5 Kirkland
Between Yard 3 Kirkland and on the east side of in the township of Kirkland
Curwen, 1900 p155-6
Two doors lower down (from 1 Kirkland) , to the south of the yard still called by the name, was the "Old Ship" standing recessed back, bearing the sign of a ship with full sails set. It seems difficult to account for this name, which is more commonly met with on a quay side; and one can only imagine some seafaring captain settling down here with hard-earned savings - probably from the neighbouring port at Milnthorpe - and setting up "just one more house" for the thirsty souls of Kirkland.
Unfortunately there is no date attached to a will in which Abraham Garnett, of Beethwaite Green, devises to his son William, of Kendal, "all that messuage and tenement situated in Kirkland, and know by the name of the 'Old Ship Inn'.
The questionable glory of this last named inn departed when the "Black Bull" opposition house - kept at different times by Kit Ion, Ben Hurd, and old Adamson - was opened immediately across the way, with its pictorial sign of a life-sized head and neck of the ferocious animal.
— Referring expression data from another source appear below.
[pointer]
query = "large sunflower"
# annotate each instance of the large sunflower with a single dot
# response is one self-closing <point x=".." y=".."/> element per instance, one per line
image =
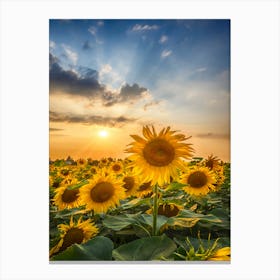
<point x="156" y="157"/>
<point x="198" y="181"/>
<point x="116" y="167"/>
<point x="79" y="232"/>
<point x="67" y="199"/>
<point x="102" y="193"/>
<point x="212" y="162"/>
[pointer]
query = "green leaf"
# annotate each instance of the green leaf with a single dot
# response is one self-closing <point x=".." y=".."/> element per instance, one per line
<point x="144" y="249"/>
<point x="122" y="221"/>
<point x="97" y="249"/>
<point x="77" y="186"/>
<point x="148" y="220"/>
<point x="187" y="218"/>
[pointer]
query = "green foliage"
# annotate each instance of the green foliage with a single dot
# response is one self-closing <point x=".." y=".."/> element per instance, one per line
<point x="125" y="232"/>
<point x="97" y="249"/>
<point x="145" y="249"/>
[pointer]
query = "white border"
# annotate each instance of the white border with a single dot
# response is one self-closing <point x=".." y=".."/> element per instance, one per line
<point x="254" y="144"/>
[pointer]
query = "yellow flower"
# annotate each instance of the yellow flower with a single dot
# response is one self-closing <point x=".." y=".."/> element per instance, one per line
<point x="212" y="162"/>
<point x="131" y="183"/>
<point x="198" y="181"/>
<point x="102" y="193"/>
<point x="67" y="199"/>
<point x="78" y="233"/>
<point x="156" y="157"/>
<point x="144" y="190"/>
<point x="222" y="254"/>
<point x="116" y="167"/>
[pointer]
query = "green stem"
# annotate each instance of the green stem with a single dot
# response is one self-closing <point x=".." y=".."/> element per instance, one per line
<point x="155" y="210"/>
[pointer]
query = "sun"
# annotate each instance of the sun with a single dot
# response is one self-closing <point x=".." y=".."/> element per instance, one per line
<point x="103" y="133"/>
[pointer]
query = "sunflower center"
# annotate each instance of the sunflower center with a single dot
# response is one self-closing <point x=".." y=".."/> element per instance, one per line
<point x="210" y="164"/>
<point x="144" y="186"/>
<point x="116" y="167"/>
<point x="197" y="179"/>
<point x="129" y="183"/>
<point x="168" y="211"/>
<point x="73" y="235"/>
<point x="69" y="195"/>
<point x="102" y="192"/>
<point x="159" y="152"/>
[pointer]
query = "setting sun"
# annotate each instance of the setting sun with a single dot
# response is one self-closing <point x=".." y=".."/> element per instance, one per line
<point x="103" y="133"/>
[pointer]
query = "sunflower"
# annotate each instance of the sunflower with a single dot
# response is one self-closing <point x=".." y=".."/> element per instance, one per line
<point x="167" y="209"/>
<point x="222" y="254"/>
<point x="212" y="162"/>
<point x="67" y="199"/>
<point x="116" y="167"/>
<point x="198" y="181"/>
<point x="156" y="157"/>
<point x="102" y="193"/>
<point x="144" y="190"/>
<point x="103" y="162"/>
<point x="79" y="232"/>
<point x="131" y="183"/>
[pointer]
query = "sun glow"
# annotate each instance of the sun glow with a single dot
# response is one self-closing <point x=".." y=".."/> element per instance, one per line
<point x="103" y="133"/>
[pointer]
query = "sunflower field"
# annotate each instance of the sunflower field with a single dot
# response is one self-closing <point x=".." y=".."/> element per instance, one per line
<point x="159" y="204"/>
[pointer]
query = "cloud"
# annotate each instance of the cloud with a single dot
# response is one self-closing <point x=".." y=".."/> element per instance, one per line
<point x="69" y="82"/>
<point x="70" y="54"/>
<point x="166" y="53"/>
<point x="163" y="39"/>
<point x="84" y="83"/>
<point x="202" y="69"/>
<point x="212" y="135"/>
<point x="105" y="69"/>
<point x="128" y="94"/>
<point x="90" y="119"/>
<point x="143" y="28"/>
<point x="55" y="129"/>
<point x="150" y="104"/>
<point x="52" y="44"/>
<point x="87" y="45"/>
<point x="93" y="31"/>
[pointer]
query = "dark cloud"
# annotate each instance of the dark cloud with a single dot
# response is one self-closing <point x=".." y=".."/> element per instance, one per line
<point x="85" y="83"/>
<point x="87" y="45"/>
<point x="55" y="129"/>
<point x="127" y="94"/>
<point x="213" y="135"/>
<point x="90" y="120"/>
<point x="150" y="104"/>
<point x="70" y="82"/>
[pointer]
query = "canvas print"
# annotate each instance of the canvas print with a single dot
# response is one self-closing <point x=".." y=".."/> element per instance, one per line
<point x="139" y="140"/>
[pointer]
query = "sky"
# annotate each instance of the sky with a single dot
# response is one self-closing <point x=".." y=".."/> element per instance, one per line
<point x="108" y="78"/>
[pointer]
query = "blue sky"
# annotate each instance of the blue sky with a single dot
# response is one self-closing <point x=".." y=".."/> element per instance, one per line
<point x="122" y="74"/>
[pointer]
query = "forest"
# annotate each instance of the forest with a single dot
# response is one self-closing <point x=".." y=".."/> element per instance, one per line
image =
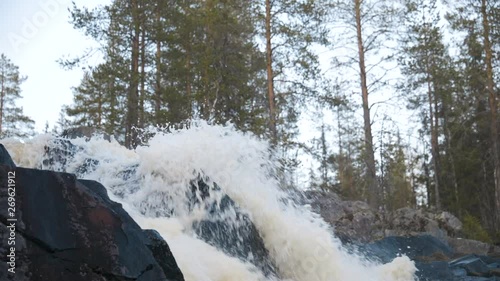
<point x="401" y="96"/>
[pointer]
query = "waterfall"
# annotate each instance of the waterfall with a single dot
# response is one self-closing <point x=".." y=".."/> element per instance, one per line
<point x="209" y="191"/>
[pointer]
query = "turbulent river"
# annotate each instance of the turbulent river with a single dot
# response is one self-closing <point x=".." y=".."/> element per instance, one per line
<point x="152" y="183"/>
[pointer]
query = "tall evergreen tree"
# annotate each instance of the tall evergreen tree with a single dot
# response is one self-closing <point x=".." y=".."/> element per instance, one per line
<point x="369" y="29"/>
<point x="13" y="122"/>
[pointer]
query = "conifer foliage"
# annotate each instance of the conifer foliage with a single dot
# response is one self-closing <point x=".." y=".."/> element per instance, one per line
<point x="13" y="122"/>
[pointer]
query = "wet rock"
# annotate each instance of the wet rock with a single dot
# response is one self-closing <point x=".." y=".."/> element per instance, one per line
<point x="83" y="132"/>
<point x="69" y="229"/>
<point x="419" y="247"/>
<point x="228" y="228"/>
<point x="353" y="221"/>
<point x="467" y="246"/>
<point x="450" y="223"/>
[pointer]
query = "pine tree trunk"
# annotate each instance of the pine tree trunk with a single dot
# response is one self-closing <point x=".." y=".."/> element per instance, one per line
<point x="133" y="95"/>
<point x="143" y="79"/>
<point x="158" y="69"/>
<point x="434" y="141"/>
<point x="270" y="77"/>
<point x="493" y="100"/>
<point x="373" y="198"/>
<point x="2" y="98"/>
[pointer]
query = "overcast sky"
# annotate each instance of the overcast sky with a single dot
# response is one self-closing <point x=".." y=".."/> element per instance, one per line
<point x="34" y="35"/>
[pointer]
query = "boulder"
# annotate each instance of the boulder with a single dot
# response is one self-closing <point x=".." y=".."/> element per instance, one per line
<point x="69" y="229"/>
<point x="408" y="221"/>
<point x="451" y="224"/>
<point x="467" y="246"/>
<point x="353" y="221"/>
<point x="433" y="259"/>
<point x="83" y="132"/>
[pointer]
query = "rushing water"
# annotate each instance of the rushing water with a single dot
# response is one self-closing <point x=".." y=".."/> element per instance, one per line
<point x="152" y="183"/>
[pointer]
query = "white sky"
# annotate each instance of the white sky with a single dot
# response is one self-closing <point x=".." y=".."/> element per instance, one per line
<point x="34" y="35"/>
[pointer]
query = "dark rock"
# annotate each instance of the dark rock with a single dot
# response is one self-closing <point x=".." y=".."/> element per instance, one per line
<point x="415" y="247"/>
<point x="83" y="132"/>
<point x="467" y="246"/>
<point x="70" y="230"/>
<point x="161" y="252"/>
<point x="475" y="265"/>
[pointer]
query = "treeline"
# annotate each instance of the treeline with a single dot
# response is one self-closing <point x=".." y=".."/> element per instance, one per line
<point x="256" y="65"/>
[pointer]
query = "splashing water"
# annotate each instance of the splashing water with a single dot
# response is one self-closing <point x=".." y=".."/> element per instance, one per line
<point x="153" y="181"/>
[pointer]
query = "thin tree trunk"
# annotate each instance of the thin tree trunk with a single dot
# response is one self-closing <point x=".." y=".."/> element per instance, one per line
<point x="143" y="79"/>
<point x="270" y="77"/>
<point x="133" y="95"/>
<point x="434" y="143"/>
<point x="493" y="100"/>
<point x="2" y="97"/>
<point x="373" y="198"/>
<point x="158" y="68"/>
<point x="451" y="160"/>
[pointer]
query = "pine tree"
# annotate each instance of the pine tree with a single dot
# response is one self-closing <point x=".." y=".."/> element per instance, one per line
<point x="425" y="64"/>
<point x="12" y="120"/>
<point x="369" y="29"/>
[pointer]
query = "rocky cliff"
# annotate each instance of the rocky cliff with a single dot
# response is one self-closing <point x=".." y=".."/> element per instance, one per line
<point x="58" y="227"/>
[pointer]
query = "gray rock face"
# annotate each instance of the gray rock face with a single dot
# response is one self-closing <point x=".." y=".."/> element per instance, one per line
<point x="467" y="246"/>
<point x="69" y="229"/>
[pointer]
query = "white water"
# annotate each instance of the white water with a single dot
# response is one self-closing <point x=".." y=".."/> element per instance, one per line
<point x="299" y="242"/>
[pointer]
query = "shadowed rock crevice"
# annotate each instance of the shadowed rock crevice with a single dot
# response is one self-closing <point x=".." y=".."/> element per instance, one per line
<point x="69" y="229"/>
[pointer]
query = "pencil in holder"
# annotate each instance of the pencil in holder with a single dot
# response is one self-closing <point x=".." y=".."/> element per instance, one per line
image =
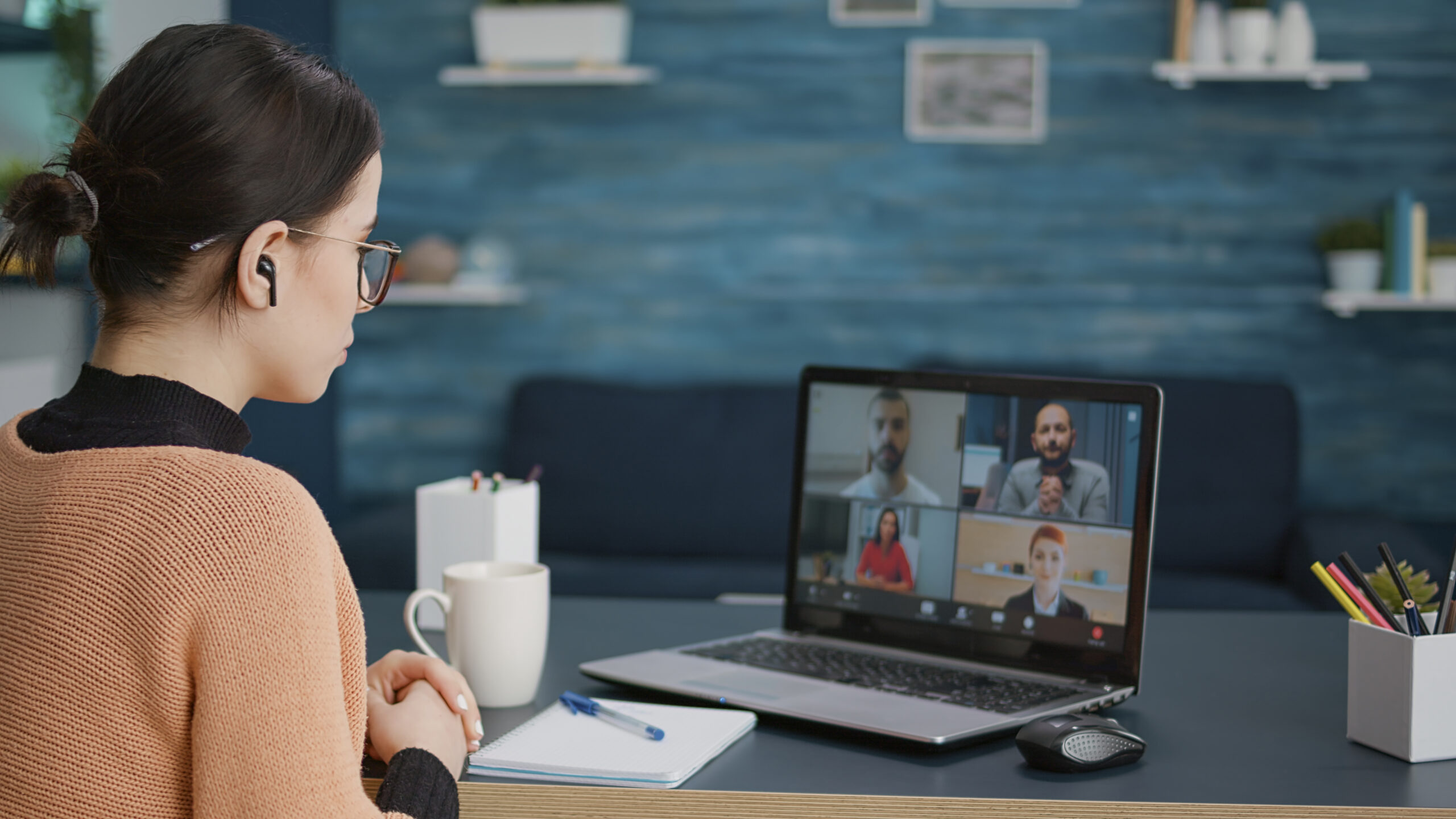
<point x="1400" y="697"/>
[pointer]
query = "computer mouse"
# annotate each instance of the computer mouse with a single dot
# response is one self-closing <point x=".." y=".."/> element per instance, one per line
<point x="1074" y="744"/>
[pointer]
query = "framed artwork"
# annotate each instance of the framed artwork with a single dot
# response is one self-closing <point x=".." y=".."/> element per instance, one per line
<point x="976" y="91"/>
<point x="880" y="12"/>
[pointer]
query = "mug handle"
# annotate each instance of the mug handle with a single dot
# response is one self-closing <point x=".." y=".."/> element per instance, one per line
<point x="411" y="605"/>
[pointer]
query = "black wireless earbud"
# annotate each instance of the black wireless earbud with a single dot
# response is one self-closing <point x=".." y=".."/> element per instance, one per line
<point x="268" y="271"/>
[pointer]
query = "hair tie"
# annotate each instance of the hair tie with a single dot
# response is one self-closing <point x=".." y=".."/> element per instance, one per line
<point x="91" y="196"/>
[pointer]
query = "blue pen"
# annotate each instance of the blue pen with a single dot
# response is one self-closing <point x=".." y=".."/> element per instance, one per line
<point x="580" y="704"/>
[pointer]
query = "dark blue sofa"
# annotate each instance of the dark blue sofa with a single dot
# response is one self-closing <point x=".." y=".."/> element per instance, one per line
<point x="683" y="493"/>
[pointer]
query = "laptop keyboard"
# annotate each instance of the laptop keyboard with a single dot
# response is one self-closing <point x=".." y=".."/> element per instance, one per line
<point x="978" y="690"/>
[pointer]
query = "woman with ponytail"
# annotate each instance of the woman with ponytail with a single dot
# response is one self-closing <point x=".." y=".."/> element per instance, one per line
<point x="171" y="608"/>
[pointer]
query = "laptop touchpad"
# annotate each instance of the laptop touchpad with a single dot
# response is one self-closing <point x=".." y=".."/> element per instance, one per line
<point x="753" y="684"/>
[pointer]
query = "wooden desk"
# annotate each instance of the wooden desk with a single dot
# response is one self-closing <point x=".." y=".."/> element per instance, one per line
<point x="1244" y="714"/>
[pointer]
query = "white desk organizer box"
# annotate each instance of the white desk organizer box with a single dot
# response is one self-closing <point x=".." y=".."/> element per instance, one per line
<point x="455" y="525"/>
<point x="1400" y="698"/>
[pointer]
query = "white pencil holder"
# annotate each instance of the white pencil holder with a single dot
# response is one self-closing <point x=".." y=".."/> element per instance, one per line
<point x="1400" y="698"/>
<point x="455" y="524"/>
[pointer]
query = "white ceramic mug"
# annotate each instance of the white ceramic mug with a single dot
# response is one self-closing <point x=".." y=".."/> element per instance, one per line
<point x="497" y="615"/>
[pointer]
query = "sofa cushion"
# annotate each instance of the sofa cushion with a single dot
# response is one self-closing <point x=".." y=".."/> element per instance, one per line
<point x="1181" y="589"/>
<point x="640" y="471"/>
<point x="650" y="576"/>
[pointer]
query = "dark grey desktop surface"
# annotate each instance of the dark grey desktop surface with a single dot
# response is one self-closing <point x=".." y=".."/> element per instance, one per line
<point x="1236" y="707"/>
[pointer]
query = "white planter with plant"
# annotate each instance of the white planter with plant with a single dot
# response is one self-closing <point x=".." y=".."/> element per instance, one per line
<point x="1353" y="255"/>
<point x="1251" y="34"/>
<point x="1441" y="268"/>
<point x="552" y="32"/>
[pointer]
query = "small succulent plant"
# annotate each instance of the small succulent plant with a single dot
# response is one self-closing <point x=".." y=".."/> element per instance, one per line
<point x="1351" y="235"/>
<point x="1423" y="589"/>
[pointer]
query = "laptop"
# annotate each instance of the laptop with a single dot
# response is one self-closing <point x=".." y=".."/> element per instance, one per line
<point x="967" y="553"/>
The old inconvenient premises could not compete with the more respectable-looking building which had risen up against it, and thus the "Old Ship Inn" fell to pieces, and in it's place "Betty Shaver," the female barber of Kirkland, set up her business. Using the vaulted cellar at the back of the shop as a warehouse for coal, she retailed out to her neighbours baskets full of this commodity, and cleansed her hands on the lathered features of her "next-turn" chin.